Surtout pas béni-oui-oui

OPINIONS / L’auteur, Pierre Montreuil, est conseiller municipal du district du Carmel, à Trois-Rivières.

Plusieurs personnes ont pris la plume dans cette tribune pour appeler à la formation d’un parti politique à Trois-Rivières. Quelques-unes ont réagi en demandant que soit conservée l’indépendance des personnes élues. Le propos de M. François Champoux m’a vraiment interpellé. J’utilise l’un de ses arguments pour mettre mon grain de sel dans la question.
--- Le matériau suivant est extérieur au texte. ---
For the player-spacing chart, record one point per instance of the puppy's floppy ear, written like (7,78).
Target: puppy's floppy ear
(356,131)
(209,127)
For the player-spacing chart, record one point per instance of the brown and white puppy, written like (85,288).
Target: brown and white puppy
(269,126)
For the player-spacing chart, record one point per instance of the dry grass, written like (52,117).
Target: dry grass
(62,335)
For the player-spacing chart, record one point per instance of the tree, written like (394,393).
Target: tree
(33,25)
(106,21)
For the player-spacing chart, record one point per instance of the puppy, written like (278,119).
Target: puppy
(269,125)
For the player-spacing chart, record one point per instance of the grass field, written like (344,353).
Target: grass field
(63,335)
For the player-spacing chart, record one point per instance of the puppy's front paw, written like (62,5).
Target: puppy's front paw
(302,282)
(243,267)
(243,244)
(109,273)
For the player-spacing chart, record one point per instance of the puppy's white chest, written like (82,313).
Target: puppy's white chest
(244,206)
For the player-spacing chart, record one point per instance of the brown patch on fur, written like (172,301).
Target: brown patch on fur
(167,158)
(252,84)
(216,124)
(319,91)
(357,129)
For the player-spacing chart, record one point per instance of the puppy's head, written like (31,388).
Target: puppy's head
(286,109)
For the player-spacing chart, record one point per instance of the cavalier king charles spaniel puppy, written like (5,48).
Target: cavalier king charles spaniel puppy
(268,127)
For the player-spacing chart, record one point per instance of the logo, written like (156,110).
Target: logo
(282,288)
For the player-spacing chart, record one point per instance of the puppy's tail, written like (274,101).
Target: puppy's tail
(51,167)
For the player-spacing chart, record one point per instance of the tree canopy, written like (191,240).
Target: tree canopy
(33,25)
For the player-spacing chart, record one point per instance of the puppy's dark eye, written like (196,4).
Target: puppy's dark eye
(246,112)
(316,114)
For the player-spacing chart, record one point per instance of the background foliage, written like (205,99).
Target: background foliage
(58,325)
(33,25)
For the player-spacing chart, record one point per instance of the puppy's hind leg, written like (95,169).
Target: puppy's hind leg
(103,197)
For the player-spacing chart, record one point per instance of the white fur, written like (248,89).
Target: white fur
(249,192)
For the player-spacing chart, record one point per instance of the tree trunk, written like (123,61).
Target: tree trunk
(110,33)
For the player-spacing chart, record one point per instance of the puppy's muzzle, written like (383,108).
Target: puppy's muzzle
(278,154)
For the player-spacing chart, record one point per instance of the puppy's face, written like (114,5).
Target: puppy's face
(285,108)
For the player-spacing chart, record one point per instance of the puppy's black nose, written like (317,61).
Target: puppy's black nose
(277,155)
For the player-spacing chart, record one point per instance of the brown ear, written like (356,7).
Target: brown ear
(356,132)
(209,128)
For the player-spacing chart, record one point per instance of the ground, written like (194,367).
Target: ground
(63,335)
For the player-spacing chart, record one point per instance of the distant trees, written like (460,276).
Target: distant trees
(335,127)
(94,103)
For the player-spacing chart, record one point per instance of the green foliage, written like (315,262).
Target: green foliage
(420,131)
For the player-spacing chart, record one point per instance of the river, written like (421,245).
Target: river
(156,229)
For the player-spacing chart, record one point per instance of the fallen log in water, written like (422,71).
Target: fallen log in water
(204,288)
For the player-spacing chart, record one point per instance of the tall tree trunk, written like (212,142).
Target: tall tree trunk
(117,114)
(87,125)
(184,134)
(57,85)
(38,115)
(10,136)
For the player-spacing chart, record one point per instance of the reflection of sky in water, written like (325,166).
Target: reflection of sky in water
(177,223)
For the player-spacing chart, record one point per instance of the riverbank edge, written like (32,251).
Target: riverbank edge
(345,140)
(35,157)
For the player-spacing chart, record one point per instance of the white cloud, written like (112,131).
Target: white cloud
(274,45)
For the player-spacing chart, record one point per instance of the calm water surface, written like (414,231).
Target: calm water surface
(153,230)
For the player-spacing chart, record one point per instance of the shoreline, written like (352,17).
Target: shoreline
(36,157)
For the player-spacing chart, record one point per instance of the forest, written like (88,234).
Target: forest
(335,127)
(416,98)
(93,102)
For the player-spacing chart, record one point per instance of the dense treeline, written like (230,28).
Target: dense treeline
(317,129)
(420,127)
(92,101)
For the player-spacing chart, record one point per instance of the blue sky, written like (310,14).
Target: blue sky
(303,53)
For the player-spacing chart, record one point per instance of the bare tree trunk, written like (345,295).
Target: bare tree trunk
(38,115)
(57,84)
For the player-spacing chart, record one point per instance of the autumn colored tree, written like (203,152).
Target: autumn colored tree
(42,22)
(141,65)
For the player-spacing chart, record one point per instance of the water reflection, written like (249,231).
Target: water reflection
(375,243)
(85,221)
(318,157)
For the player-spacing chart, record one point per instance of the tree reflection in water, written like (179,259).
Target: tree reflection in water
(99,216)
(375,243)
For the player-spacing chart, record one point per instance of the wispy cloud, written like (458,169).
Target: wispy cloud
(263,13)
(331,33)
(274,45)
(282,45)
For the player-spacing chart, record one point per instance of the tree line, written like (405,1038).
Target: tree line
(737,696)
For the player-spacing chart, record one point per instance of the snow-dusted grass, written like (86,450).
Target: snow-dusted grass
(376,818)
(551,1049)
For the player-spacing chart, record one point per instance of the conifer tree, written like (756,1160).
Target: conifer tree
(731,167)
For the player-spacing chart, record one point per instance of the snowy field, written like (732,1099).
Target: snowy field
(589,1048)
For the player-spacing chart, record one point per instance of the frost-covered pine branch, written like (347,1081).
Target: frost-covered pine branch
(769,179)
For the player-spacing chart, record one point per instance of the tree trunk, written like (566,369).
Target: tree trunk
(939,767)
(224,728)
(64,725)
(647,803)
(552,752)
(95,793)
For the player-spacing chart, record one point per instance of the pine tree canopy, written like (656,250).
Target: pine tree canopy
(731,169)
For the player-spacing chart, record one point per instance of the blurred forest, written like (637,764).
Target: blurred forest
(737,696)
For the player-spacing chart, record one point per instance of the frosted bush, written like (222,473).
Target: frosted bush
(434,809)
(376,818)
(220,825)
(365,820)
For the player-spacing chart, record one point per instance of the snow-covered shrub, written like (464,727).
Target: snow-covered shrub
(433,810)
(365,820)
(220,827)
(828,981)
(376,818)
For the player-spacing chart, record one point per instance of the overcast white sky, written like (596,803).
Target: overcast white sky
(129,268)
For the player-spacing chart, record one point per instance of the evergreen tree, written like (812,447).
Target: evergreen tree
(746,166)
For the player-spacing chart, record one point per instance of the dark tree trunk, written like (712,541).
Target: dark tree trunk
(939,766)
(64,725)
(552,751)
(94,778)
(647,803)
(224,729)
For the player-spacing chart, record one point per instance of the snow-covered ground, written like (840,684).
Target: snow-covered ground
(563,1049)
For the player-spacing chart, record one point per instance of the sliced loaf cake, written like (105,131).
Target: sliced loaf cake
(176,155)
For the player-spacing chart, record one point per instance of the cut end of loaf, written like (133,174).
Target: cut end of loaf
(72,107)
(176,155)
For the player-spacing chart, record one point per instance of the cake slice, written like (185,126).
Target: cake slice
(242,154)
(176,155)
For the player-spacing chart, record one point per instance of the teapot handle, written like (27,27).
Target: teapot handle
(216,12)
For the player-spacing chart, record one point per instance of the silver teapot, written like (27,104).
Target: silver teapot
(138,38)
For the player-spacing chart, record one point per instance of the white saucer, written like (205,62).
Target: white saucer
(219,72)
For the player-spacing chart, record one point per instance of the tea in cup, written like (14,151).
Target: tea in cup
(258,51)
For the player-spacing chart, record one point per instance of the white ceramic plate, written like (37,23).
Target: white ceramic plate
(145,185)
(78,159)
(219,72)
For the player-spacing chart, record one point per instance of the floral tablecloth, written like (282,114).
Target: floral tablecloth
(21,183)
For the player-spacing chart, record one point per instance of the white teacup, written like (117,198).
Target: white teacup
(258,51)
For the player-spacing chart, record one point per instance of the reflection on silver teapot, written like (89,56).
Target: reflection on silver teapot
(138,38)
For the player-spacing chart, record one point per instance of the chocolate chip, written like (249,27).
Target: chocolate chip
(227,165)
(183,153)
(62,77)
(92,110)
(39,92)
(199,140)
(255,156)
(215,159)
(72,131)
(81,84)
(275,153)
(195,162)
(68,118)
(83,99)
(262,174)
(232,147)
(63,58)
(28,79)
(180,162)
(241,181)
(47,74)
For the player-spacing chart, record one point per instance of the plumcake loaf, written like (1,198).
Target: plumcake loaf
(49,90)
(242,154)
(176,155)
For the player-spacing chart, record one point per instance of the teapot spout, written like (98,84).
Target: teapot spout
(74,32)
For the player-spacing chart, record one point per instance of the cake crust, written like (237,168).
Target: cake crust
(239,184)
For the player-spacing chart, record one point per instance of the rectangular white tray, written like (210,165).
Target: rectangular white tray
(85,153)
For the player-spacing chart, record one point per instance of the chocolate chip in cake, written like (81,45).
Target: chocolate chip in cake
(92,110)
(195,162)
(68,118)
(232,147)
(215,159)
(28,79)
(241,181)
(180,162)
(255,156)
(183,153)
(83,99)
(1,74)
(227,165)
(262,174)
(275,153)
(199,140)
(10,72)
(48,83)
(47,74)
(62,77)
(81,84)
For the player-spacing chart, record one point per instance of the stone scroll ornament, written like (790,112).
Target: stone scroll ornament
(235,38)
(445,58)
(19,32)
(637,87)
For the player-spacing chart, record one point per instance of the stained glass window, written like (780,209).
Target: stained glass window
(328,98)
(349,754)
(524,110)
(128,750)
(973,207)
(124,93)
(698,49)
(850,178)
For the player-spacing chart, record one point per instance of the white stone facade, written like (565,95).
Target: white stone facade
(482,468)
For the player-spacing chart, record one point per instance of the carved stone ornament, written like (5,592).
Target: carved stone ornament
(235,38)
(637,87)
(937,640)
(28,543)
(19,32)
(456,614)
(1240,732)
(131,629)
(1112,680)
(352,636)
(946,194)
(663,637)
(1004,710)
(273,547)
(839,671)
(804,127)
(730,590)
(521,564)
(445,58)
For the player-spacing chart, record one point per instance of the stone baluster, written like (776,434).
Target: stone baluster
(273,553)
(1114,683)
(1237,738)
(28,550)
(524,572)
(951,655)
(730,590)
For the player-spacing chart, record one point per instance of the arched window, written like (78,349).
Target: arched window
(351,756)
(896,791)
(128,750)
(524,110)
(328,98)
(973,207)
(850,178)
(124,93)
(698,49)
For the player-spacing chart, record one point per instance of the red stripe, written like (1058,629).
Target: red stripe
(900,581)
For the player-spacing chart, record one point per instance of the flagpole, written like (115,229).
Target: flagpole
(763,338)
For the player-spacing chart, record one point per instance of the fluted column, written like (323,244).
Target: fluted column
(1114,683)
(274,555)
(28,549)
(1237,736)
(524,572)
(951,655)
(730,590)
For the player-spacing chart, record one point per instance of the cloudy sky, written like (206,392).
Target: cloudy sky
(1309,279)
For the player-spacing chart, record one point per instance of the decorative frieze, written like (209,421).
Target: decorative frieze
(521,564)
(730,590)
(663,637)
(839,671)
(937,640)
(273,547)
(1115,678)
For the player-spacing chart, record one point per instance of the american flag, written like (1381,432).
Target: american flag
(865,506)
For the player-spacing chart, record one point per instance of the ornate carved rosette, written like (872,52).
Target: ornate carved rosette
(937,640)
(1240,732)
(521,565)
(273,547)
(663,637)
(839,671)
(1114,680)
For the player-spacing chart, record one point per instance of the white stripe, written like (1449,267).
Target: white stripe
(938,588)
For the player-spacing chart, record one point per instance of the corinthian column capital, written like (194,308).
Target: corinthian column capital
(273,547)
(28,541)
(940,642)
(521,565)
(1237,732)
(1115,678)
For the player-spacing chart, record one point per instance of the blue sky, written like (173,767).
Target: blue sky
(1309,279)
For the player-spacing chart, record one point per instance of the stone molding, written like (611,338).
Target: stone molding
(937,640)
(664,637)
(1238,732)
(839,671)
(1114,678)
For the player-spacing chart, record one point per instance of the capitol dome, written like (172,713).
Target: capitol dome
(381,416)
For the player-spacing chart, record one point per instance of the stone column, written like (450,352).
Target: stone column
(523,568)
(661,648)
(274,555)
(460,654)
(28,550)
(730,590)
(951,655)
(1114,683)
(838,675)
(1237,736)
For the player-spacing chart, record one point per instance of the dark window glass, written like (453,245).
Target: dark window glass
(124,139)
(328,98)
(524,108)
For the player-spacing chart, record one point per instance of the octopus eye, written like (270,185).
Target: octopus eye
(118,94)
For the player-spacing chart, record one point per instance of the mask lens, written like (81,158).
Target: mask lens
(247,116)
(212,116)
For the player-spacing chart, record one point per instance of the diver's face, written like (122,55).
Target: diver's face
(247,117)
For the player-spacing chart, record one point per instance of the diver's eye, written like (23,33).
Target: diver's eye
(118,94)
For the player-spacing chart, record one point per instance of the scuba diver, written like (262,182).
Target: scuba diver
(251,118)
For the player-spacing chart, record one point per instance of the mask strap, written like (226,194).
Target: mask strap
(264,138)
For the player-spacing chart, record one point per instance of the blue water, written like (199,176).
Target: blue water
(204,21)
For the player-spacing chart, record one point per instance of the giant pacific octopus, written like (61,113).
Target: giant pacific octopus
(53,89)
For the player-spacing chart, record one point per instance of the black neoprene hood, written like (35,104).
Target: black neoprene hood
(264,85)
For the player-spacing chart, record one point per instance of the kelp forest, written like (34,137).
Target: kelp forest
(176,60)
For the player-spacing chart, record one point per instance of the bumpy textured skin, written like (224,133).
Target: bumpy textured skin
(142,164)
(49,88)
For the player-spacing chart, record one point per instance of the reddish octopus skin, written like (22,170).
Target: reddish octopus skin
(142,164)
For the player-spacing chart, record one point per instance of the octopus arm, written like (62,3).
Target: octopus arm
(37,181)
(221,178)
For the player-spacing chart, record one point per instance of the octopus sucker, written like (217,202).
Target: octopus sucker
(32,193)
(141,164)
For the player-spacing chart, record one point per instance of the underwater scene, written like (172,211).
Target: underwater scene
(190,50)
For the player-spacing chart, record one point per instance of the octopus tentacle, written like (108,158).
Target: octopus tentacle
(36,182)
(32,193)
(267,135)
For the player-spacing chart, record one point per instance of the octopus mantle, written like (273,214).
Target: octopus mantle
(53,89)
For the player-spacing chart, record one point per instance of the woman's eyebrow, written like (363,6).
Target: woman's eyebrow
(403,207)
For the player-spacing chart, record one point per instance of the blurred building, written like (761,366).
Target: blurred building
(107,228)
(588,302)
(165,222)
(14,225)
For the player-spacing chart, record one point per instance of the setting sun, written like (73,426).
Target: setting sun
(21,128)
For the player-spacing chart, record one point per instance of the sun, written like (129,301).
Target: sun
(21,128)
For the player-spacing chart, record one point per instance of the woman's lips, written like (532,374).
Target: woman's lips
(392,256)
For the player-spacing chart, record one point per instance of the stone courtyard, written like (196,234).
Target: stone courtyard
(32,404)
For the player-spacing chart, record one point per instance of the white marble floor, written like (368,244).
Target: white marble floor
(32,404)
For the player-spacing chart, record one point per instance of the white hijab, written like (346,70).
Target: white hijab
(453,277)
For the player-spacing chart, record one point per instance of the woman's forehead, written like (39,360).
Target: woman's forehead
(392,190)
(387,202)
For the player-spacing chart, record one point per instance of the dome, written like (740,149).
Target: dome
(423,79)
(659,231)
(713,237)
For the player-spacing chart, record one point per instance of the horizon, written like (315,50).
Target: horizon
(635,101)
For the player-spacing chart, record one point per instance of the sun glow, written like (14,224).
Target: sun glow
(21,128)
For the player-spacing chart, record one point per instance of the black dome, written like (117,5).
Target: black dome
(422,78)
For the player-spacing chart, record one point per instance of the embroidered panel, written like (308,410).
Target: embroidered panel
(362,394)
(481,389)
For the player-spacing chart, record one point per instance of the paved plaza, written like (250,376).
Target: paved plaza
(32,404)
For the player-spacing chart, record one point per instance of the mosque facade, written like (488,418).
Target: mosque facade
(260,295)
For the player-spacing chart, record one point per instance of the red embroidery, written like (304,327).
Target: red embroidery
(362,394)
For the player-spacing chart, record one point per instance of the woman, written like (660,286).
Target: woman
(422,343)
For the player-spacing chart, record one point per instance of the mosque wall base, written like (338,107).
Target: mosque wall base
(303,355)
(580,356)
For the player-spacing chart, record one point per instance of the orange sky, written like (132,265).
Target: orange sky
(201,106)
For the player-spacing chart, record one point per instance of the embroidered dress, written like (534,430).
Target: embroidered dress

Ayant travaillé pendant presque 20 ans pour la religion catholique, l’expression «béni-oui-oui» de M. Champoux m’a piqué au vif. Pendant cette période de ma carrière de 35 ans, j’ai tenté d’agir avec professionnalisme. Ayant parfois dit mon opposition à mes confrères et consœurs de travail devant certaines positions officielles, j’ai appris à composer avec des opinions divergentes.

Pas question de perdre cette indépendance d’esprit en prenant ma retraite et en devenant conseiller municipal. J’ai des valeurs qui venaient avec le candidat indépendant quand je me suis présenté en 2013 et en 2017. Élu en novembre cette année-là, j’ai eu la chance de découvrir des élus d’âges différents et d’horizons différents.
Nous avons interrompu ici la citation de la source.